Mi apunte fue para el uso figurado, y empieza definiéndolo como "someone", esta palabra en inglés refiere a una persona. Como cuando en español decimos "alguien" que tenemos en mente a una persona. Si nos referimos a un animal lo indicamos, algún perro, algún gato, alguna serpiente, ... Y si no sabemos el tipo de animal diremos "algún animal" (tu casa está revuelta y por lo que ves supones que entró "algún animal", si supones que entró una persona dirás " entró alguien ").

Si tú llegas a tu casa, donde está tu familia y además tienes un perro, y dices:
¿Alguien me ayuda con la compra?
En realidad con ese "alguien" te refieres a cualquier familiar tuyo, no al perro.

El perro te podría ayudar si lo tienes entrenado, pero no esperes que entienda realmente tal pregunta y luego tomar él la decisión de ayudarte con las bolsas. Para eso esperará una instrucción por tu parte. Puede ser una palabra (que incluso no exista en ningún idioma), un sonido, un gesto (como mostrarle u ofrecerle una bolsa), ...

Si no es figurado, sí, mad dog refiere a ese animal, un perro que tiene la rabia, o rabioso. Es aquí que puedes ver tales carteles. Este no es el uso figurado.


Lo de que con un animal, por doméstico que sea, puedes razonar -sin comillas, entendiendo razonar por lo que realmente es- con él, me gustaría  verlo. Pregúntale a César Millán, a ver qué te dice.

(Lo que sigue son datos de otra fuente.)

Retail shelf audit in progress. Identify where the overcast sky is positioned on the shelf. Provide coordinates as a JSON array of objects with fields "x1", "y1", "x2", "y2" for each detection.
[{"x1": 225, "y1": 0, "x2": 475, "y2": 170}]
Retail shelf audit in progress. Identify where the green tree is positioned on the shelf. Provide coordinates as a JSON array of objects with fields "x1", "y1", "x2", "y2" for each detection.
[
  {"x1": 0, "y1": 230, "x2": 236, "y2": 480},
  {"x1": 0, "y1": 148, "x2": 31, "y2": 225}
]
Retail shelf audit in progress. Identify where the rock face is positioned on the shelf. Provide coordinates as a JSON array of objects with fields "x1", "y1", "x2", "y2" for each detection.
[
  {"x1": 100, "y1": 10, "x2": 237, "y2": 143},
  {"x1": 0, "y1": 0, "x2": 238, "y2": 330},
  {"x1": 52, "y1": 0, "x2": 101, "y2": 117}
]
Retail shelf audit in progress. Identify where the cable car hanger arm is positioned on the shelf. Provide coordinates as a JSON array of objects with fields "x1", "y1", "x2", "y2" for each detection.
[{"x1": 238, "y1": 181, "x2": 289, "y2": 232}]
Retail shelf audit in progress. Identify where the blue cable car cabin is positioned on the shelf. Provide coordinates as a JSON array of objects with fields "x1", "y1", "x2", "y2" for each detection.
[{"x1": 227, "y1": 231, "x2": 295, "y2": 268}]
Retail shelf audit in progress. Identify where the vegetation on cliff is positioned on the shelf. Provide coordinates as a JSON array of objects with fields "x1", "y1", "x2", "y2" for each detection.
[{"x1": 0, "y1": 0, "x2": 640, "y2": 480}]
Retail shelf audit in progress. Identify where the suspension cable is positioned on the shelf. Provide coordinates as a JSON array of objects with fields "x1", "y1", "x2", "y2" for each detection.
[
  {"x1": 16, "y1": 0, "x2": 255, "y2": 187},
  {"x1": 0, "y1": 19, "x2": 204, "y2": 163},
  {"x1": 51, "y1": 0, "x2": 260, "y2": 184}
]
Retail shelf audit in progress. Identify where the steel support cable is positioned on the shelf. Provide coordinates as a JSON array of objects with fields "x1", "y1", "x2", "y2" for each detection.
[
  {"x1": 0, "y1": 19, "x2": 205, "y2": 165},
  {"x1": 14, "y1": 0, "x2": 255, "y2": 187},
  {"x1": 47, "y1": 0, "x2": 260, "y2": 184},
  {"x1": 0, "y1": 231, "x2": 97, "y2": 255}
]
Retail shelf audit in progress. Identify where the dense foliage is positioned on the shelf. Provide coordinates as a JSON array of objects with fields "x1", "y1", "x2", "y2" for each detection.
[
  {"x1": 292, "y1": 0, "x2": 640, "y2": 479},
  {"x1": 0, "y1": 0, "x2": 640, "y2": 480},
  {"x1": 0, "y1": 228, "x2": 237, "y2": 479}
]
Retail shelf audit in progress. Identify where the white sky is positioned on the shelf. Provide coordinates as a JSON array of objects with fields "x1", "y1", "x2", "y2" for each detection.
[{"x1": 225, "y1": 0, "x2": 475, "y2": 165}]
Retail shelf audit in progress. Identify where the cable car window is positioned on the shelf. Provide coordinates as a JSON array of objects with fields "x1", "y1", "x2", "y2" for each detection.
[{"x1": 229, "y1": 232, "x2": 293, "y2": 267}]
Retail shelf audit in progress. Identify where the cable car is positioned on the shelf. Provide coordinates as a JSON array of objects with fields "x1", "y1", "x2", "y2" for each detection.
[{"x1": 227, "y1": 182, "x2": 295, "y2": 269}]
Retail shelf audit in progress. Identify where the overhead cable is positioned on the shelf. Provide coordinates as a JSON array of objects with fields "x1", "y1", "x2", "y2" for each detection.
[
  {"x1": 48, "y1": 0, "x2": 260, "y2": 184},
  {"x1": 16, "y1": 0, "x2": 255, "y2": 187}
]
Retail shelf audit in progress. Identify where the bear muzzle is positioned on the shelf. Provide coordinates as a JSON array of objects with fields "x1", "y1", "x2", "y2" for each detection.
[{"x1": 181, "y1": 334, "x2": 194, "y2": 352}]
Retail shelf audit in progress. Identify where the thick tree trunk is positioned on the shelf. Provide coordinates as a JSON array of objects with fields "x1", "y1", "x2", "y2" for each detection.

En serio, a un perro le puedes enseñar que no muerda, o que no ladre, o que se siente cuando se acerca alguien por la calle y se pone a hablar contigo.
Pero eso no es razonar, es instruirlo. Enseñarle a comportarse así en tales casos.

Con un niño pequeño, que ya habla, puedes razonar. Por ejemplo, explicarle que no puede morder a su hermano porque le causa dolor y que si lo hace mamá y papá se enfadarán.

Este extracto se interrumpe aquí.